All food for our treks is purchased from supermarkets in Port Moresby. Our meals are then organised and packed into daily meal portions and carried by our catering team. We supplement this with additional servings of fresh vegetables and tropical fruits from local villages when they are available - and it is always a welcome treat.
Our breakfast menu comprises muesli, weet-bix, porridge, milk, fruit salad, vita-wheat biscuits with butter, jam, vegemite and peanut butter, hot milo, tea and coffee.
We provide morning tea each day - hot milo, tea, coffee and sweet biscuits.
For lunch we have pasta or rice, pita bread, tinned tuna, luncheon meat, beans, cheese, sweet and dry biscuits often supplemented with fresh tropical fruits, butter, jam and vegemite, hot milo, tea and coffee.
Dinner is the highlight of each trekking day. We start with hot vegetable soup, a main course comprising meat and vegetables, rice, potato, pasta, peas and beans, corn, sweet biscuits, hot milo, tea and coffee.
We can cater for individual special dietary requirements provided we are advised in advance to allow us to obtain the food and advise our trek catering team.
There is an abundance of fresh tropical fruit in villages along the way – passionfruit do die for, sweet bananas, papaya, melons, watermelon, mandarins, etc.
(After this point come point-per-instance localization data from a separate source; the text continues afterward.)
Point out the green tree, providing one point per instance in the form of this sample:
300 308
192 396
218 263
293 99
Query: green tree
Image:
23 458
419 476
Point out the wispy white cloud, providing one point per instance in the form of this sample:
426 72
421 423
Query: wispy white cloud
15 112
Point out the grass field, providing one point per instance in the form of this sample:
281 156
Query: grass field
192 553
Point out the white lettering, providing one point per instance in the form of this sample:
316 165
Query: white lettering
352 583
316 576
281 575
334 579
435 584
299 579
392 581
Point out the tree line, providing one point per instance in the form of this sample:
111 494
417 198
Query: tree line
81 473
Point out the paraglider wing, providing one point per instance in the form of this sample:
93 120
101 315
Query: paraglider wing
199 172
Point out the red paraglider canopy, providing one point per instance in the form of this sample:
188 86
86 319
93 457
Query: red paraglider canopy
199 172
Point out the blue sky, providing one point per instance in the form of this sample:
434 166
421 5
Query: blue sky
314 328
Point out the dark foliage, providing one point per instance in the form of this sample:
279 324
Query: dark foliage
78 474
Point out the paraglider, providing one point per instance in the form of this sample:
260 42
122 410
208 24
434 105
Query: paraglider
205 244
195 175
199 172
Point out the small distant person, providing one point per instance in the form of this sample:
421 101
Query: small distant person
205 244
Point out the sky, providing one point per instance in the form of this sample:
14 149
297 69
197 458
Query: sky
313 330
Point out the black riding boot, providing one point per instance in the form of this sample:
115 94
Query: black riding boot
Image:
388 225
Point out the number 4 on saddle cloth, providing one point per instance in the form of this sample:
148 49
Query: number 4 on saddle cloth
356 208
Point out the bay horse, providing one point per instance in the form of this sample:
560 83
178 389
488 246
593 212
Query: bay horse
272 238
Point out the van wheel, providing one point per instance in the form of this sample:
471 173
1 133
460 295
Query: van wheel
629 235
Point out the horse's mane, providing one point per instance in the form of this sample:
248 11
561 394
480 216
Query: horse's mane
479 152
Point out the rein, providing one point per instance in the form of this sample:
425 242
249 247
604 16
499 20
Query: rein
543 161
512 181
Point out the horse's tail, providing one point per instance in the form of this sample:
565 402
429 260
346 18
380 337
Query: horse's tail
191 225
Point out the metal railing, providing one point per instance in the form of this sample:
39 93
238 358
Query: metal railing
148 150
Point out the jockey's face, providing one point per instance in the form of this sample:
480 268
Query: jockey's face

Villagers will often bring offerings of a selection of these fruits to trekkers as they pass through. It is custom to ask how much they charge for them and ensuring you pay them in full.
Daily snack packs
We recommend you prepare a daily snack pack to nibble on during the day. A suggested list would include some small packets of fruit/nut mixes/sultanas, biscuits, glucose lollies, chocolate bars, jelly beans, etc. Keep your snack-pack as light as possible (around 150 grams per day) as you will be required to carry them - unless you employ a personal carrier who will carry them for you. Make a separate snack-pack up for each day and clearly mark your bag with your name. You will carry four days with you and the remaining snack pack will be sent to Efogi village - about half-way along the track. You will therefore need to pack these in a separate bag and mark it clearly with your name. Deliver it to your trek leader in the hotel lobby prior to your departure (you could include a treat in this bag - perhaps a large tin of chocolate, self-saucing pudding with a tube of condensed milk for example - as a reward when you reach the half-way point).
We don't cut corners with our catering during our treks. We find that when trekkers arrive at their campsite each night they want to organise their tent; have a good wash in the local stream; then relax around the campfire until our Boss Cook invites them to the table for dinner to be served by our catering team. The camaraderie around the dinner table each night is a highlight of our treks.
Our Back-to- Base back-up system
We operate out of the Sogeri Lodge in Port Moresby. The owner of the lodge, Warren Bartlett has lived and worked in PNG for 51 years - he first went as a young Patrol Officer prior to independence. Warren is fluent in Tok Pisin and has extensive contacts in business and government in Port Moresby. He is a former Chief Executive Officer of the PNG Kokoda Track Authority.
Warren maintains a comprehensive back-up communications system at the lodge - this includes satellite phones, telephones on the local networks and VHF radios on the Kokoda Trail village network. He also maintains back-up generators for electricity and has a helipad for Airborne Logistics to operate from.